Lab 11: Interpreters

Due by 11:59pm on Wednesday, November 8.

Starter Files

Download lab11.zip. Inside the archive, you will find starter files for the questions in this lab, along with a copy of the Ok autograder.

Topics

Consult this section if you need a refresher on the material for this lab. It's okay to skip directly to the questions and refer back here should you get stuck.


Interpreters

An interpreter is a program that allows you to interact with the computer in a certain language. It understands the expressions that you type in through that language, and performs the corresponding actions in some way, usually using an underlying language.

In Project 4, you will use Python to implement an interpreter for Scheme. The Python interpreter that you've been using all semester is written (mostly) in the C programming language. The computer itself uses hardware to interpret machine code (a series of ones and zeros that represent basic operations like adding numbers, loading information from memory, etc).

When we talk about an interpreter, there are two languages at work:

  1. The language being interpreted/implemented. For Project 4, we are interpreting the Scheme language.
  2. The underlying implementation language. For Project 4, we will implement an interpreter for Scheme using Python.

REPL

Many interpreters use a Read-Eval-Print Loop (REPL). This loop waits for user input, and then processes it in three steps:

  • Read: The interpreter takes the user input (a string) and passes it through a parser. The parser processes the input in two steps:

    • The lexical analysis step turns the user input string into tokens that are like "words" of the implemented language. Tokens represent the smallest units of information.
    • The syntactic analysis step takes the tokens from the previous step and organizes them into a data structure that the underlying language can understand. For our Scheme interpreter, we create a Pair object (similar to a Linked List) from the tokens to represent the original call expression.

      • The first item in the Pair represents the operator of the call expression. The subsequent items are the operands of the call expression, or the arguments that the operator will be applied to. Note that operands themselves can also be nested call expressions.

Below is a summary of the read process for a Scheme expression input:


  • Eval: Mutual recursion between eval and apply evaluate the expression to obtain a value.

    • eval takes an expression and evaluates it according to the rules of the language. Evaluating a call expression involves calling apply to apply an evaluated operator to its evaluated operands.
    • apply takes an evaluated operator, i.e., a function, and applies it to the call expression's arguments. Apply may call eval to do more work in the body of the function, so eval and apply are mutually recursive.
  • Print: Display the result of evaluating the user input.
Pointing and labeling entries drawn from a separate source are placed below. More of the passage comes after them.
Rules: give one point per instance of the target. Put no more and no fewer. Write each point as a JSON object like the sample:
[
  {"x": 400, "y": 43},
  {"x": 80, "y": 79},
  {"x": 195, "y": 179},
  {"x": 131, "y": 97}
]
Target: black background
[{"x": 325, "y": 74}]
Here's how all the pieces fit together:


Required Questions

Getting Started Videos

These videos may provide some helpful direction for tackling the coding problems on this assignment.

To see these videos, you should be logged into your berkeley.edu email.

YouTube link

Calculator

An interpreter is a program that executes programs. Today, we will extend the interpreter for Calculator, a simple made-up language that is a subset of Scheme. This lab is like Project 4 in miniature.
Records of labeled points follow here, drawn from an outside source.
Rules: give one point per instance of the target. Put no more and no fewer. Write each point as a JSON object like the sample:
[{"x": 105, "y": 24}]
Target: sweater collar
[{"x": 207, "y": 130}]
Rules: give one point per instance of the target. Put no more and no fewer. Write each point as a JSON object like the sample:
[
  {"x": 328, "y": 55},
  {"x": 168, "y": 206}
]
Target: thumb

The Calculator language includes only the four basic arithmetic operations: +, -, *, and /. These operations can be nested and can take various numbers of arguments, just like in Scheme. A few examples of calculator expressions and their corresponding values are shown below.

 calc> (+ 2 2 2)
 6

 calc> (- 5)
 -5

 calc> (* (+ 1 2) (+ 2 3 4))
 27

Calculator expressions are represented as Python objects:

  • Numbers are represented using Python numbers.
  • The symbols for arithmetic operations are represented using Python strings (e.g. '+').
  • Call expressions are represented using the Pair class below.

Pair Class

To represent Scheme lists in Python, we will use the Pair class (in both this lab and the Scheme project). A Pair instance has two attributes: first and rest. Pair is always called on two arguments. To make a list, nest calls to Pair and pass in nil as the second argument of the last pair.

  • Look familiar? Pair is very similar to Link, the class we used to represent linked lists. They differ in their str representation: printing a Pair instance displays the list using Scheme syntax.
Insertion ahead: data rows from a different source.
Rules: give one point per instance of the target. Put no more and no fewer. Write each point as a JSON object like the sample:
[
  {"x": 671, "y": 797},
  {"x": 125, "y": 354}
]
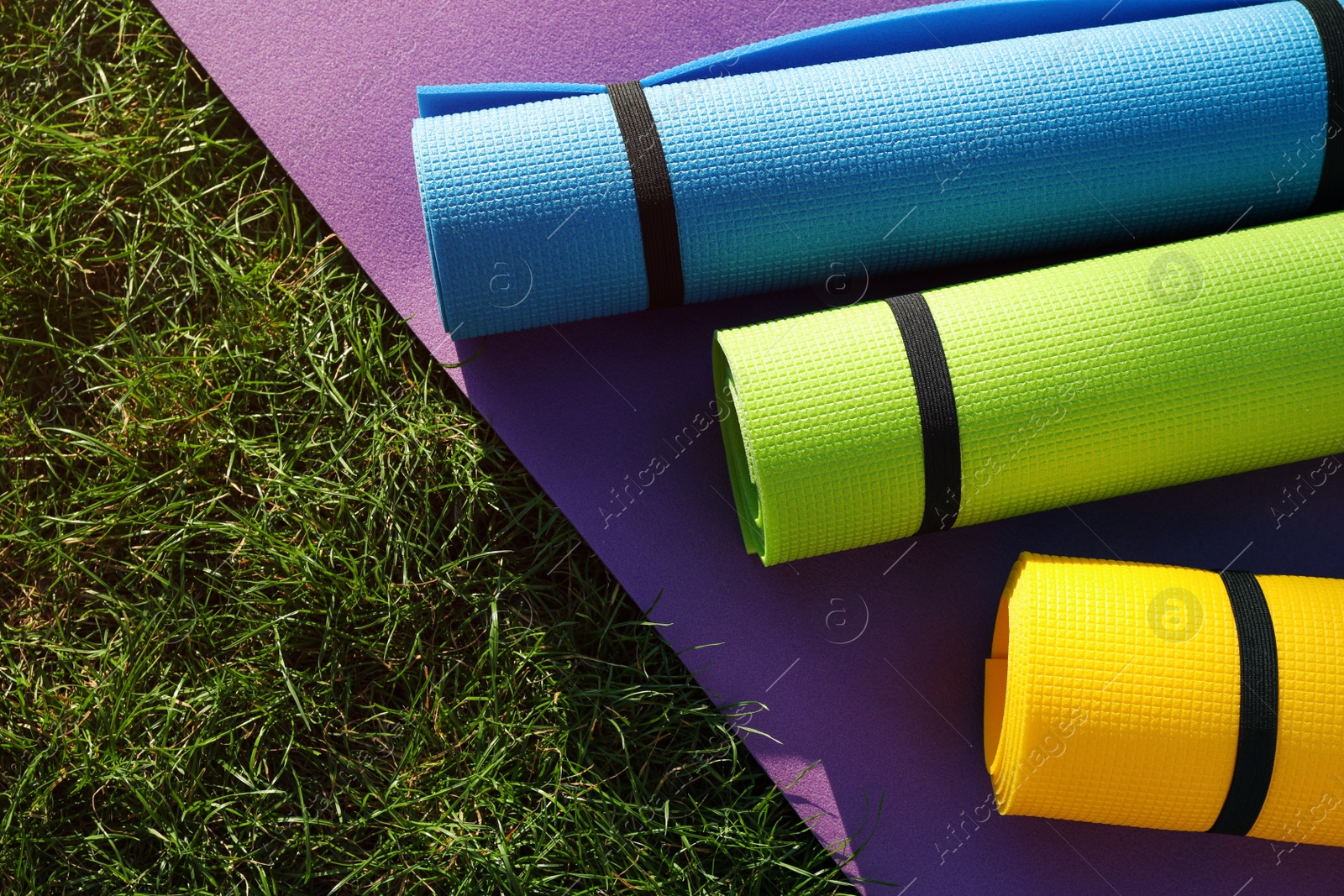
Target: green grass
[{"x": 279, "y": 613}]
Note In the Python code, nil is bound to a user-defined object that represents an empty Scheme list. Similarly, nil in Scheme evaluates to an empty list.

For example, once our interpreter reads in the Scheme expression (+ 2 3), it is represented as Pair('+', Pair(2, Pair(3, nil))).

>>> p = Pair('+', Pair(2, Pair(3, nil)))
>>> p.first
'+'
>>> p.rest
Pair(2, Pair(3, nil))
>>> p.rest.first
2
>>> print(p)
(+ 2 3)

The Pair class has a map method that takes a one-argument python function fn. It returns the Scheme list that results from applying fn to each element of the Scheme list.

>>> p.rest.map(lambda x: 2 * x)
Pair(4, Pair(6, nil))

Here is the Pair class and nil object (__str__ and __repr__ methods not shown).

class Pair:
    """Represents the built-in pair data structure in Scheme."""
    def __init__(self, first, rest):
        self.first = first
        self.rest = rest

    def map(self, fn):
        """Return a Scheme list after mapping Python function FN to SELF."""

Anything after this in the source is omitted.